2位でもいい、本当の理由
- 2019/8/2
- 自己成長
今回は、2位でもいい、本当の理由をお話しさせていただきます。
それは、順位という地位に価値があるのではなく、「2位じゃダメだ」という、ご自身の理由に価値があるからです。
「世界一になる理由は何があるんでしょうか?2位じゃダメなんでしょうか?」。
この発言は、2009年11月13日、*民主党政権下に内閣府が設置した事業仕分けの文科省予算仕分けの際、次世代スーパーコンピュータ開発の要求予算の妥当性を問う時の蓮舫氏のものでした。
この発言について、ノーベル賞・フィールズ賞を受賞した5人の科学者が記者会見で「研究は1番でないといけない。

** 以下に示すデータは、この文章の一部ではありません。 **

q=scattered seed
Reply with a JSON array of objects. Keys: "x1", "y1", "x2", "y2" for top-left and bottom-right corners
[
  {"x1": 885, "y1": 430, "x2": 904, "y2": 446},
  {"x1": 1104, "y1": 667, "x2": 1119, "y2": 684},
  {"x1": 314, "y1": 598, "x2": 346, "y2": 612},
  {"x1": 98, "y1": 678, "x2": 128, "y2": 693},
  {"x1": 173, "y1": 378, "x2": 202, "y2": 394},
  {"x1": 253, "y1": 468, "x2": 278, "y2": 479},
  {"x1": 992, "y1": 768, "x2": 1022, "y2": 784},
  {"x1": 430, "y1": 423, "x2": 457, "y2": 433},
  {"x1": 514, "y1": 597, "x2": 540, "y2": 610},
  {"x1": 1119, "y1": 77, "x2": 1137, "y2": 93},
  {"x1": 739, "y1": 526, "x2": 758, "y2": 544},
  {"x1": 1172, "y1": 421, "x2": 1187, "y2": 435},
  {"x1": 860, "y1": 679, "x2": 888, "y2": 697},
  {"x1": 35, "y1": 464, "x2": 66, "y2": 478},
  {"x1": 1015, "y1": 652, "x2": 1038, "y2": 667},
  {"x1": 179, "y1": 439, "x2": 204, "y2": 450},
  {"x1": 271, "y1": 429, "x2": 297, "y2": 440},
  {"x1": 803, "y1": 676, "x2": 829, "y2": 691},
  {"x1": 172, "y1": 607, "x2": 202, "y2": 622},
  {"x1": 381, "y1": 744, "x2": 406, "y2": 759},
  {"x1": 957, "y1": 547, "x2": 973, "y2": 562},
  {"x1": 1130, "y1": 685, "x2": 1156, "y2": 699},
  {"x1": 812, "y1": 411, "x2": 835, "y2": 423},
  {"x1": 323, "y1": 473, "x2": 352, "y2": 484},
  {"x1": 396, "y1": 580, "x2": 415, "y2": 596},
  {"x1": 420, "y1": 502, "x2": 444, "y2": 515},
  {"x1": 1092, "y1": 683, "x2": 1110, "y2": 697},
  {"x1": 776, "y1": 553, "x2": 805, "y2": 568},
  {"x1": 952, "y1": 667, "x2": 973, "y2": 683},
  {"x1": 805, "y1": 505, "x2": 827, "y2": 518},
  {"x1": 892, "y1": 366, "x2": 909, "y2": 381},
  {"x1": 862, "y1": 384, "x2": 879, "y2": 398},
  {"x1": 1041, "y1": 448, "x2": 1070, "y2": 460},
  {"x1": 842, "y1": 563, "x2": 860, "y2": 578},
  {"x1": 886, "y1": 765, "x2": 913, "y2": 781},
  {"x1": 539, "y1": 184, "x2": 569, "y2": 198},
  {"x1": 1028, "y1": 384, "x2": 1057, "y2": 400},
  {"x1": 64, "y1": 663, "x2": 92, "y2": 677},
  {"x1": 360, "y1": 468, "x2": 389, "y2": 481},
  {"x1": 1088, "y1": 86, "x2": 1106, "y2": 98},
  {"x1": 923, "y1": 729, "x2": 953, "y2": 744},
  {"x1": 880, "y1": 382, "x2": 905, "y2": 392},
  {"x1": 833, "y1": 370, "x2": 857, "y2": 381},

“2位ではどうか”などというのは愚問」と批判し、私のような庶民でも「いや、2位はダメじゃん」とツッコミを入れたことをよく覚えています。(*参照:https://ja.wikipedia.org/wiki/%E8%93%AE%E8%88%AB)
このように、どうしても“1位のもの”に注目が集まり、補助金などのサポートが集まり、影響力が与えられるという現代社会の構図は、「1位でないといけない、2位じゃダメ」という誤解を与え続けてきた気がします。
少し、私の経験をお話しさせていただきますね。
私は、感情セラピストでもありますが、オーストラリアはケアンズで、そろばん塾を運営しています。2012年4月に開業し、今年で7周年を迎えました。生徒は、約15カ国のバックグラウンドをもつ、幼稚園児から高校生で、珠算・暗算・高校数学を指導しています。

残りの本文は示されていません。